Lenore gave him her usual fierce, loving hug and pecked kisses all over his big nose and cheek bones then turned her attention back to the tea party. We walked together to his truck and he slipped an arm around my waist. Shaded from view by a brilliant forsythia bush he took my face in his hands and kissed me.
"Kiss me again like you used to," I said, leaning against him.
His face crinkled into a smile. He was well past sixty now but the fire that radiated from him surrounded his head like a sacred glory.
"How did I used to kiss you?"
"Like a movie star," I said. "You used to take me in your arms and bend me sideways."
He laughed and tipped me effortlessly to the side kissing me deeply. "Like that?" he asked, lifting his head from mine.
"Don’t stop."
He kissed me again and then returned me upright.
"You’re an angel, you know," he said. "Even after all this time you kiss an old man like he was your lover."
"You are my lover, Stash." I hugged him hard and long snuggling into his enticing fragrance.

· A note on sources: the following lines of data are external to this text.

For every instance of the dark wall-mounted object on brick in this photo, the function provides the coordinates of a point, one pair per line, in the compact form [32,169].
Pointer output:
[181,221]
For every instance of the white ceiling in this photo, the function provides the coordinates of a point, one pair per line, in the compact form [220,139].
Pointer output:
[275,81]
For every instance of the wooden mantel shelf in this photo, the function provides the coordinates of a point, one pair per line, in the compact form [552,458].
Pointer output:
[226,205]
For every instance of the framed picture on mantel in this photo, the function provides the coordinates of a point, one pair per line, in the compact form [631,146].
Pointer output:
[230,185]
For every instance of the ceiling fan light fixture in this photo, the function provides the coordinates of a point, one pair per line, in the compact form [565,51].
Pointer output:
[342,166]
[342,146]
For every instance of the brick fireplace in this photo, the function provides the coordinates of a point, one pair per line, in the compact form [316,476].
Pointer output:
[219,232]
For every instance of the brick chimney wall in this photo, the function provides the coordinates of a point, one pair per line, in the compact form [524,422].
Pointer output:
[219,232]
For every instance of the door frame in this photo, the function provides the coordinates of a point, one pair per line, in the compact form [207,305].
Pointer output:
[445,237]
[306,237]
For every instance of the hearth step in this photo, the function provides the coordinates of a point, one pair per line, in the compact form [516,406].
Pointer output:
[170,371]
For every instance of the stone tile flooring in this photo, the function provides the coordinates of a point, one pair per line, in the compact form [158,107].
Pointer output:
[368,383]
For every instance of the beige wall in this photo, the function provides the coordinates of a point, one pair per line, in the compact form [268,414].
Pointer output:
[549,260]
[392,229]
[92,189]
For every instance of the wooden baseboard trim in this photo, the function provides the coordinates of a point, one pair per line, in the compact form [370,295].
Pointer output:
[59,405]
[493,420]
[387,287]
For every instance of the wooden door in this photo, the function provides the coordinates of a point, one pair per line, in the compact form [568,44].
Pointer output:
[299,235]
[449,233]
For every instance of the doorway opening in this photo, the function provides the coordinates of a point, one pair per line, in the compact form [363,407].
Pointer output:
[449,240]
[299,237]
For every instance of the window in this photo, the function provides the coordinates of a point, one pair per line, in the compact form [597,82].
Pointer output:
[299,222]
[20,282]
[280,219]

He slipped out of my grasp, pecked my lips, and walked away.
By nightfall he was dead. A fight broke out. He had been afraid of that, they said, and he’d ordered two men out of the Haven. He would have no fights in his revered old shelter. But the shouting continued and he went outside to try to intervene. A knife was drawn and Stash blocked the body of the young mariner it was intended for. He never opened his eyes again.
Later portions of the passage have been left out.